K. Hellenkamp und S. von Haehling zeigen am Beispiel der natriuretischen Peptide, dass es möglich ist, den Verdacht auf Herzinsuffizienz mittels Biomarkeranalyse von BNP, NT-proBNP oder MR-proANP frühzeitig zu verwerfen. Dies kann gerade in Akutsituationen wichtige Hinweise liefern, da die Sensitivität der Marker ausreichend hoch ist. Auch eine Bestätigung der Diagnose ist durch Biomarkeranalyse durchaus möglich, wobei hier allerdings vollkommen andere Schwellenwerte gelten als für den Ausschluss der Diagnose. Gerade am Beispiel der natriuretischen Peptide wird damit die große Bedeutung einer Grauzone verdeutlicht, in der der Nutzen des Biomarkerwerts unklar bleibt.
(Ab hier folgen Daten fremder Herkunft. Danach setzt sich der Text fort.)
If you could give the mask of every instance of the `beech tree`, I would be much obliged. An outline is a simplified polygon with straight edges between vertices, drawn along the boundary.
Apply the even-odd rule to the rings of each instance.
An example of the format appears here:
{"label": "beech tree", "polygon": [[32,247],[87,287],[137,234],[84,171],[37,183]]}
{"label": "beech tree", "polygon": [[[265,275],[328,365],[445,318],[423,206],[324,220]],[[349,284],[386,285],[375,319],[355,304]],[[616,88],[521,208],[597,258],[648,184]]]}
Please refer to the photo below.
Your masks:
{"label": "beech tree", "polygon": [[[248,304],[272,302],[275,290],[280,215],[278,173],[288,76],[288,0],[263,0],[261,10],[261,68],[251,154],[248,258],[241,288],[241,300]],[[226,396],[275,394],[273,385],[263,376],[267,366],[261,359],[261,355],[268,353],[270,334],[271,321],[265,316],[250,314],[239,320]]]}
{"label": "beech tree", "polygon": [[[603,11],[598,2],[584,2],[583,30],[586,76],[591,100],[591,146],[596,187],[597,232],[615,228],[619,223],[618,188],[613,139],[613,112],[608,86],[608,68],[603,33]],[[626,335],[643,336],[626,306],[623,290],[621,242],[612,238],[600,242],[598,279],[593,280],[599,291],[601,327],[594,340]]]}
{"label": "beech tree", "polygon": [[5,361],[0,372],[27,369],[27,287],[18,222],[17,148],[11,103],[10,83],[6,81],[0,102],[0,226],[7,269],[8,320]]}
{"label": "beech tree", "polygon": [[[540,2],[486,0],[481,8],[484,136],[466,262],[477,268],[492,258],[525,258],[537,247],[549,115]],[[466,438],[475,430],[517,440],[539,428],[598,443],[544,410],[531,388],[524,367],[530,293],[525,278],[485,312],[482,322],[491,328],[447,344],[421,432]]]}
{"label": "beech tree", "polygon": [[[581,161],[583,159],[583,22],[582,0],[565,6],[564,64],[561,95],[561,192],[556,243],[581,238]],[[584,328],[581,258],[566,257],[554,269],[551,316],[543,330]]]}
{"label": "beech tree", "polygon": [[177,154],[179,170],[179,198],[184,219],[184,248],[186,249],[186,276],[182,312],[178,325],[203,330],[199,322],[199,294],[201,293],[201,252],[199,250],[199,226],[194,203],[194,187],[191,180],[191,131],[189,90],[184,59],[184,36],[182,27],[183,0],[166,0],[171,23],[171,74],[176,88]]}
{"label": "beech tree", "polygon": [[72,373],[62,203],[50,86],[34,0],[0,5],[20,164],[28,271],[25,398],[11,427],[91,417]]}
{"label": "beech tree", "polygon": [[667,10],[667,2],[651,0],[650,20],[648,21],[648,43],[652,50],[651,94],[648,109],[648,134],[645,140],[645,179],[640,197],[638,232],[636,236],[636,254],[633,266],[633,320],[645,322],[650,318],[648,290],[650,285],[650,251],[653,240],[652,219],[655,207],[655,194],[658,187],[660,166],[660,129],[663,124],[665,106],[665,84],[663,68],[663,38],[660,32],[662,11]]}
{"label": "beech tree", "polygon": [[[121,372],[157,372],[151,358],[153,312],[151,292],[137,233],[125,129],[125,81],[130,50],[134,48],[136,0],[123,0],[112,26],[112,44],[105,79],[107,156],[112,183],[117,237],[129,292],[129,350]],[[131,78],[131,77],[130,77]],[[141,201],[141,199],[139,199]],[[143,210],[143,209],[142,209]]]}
Biomarker werden in naher Zukunft eher an Bedeutung gewinnen, wobei ihre Analyse immer klinisches Wissen und klinische Erfahrung erfordert. Denkbar sind in Zukunft auch Portfolios von Biomarkern, die nur bei gemeinsamer Analyse den Weg zu klinischen Entscheidungen bahnen können. Wir wünschen eine angenehme Lektüre zur Thematik der Biomarker in der Akutmedizin.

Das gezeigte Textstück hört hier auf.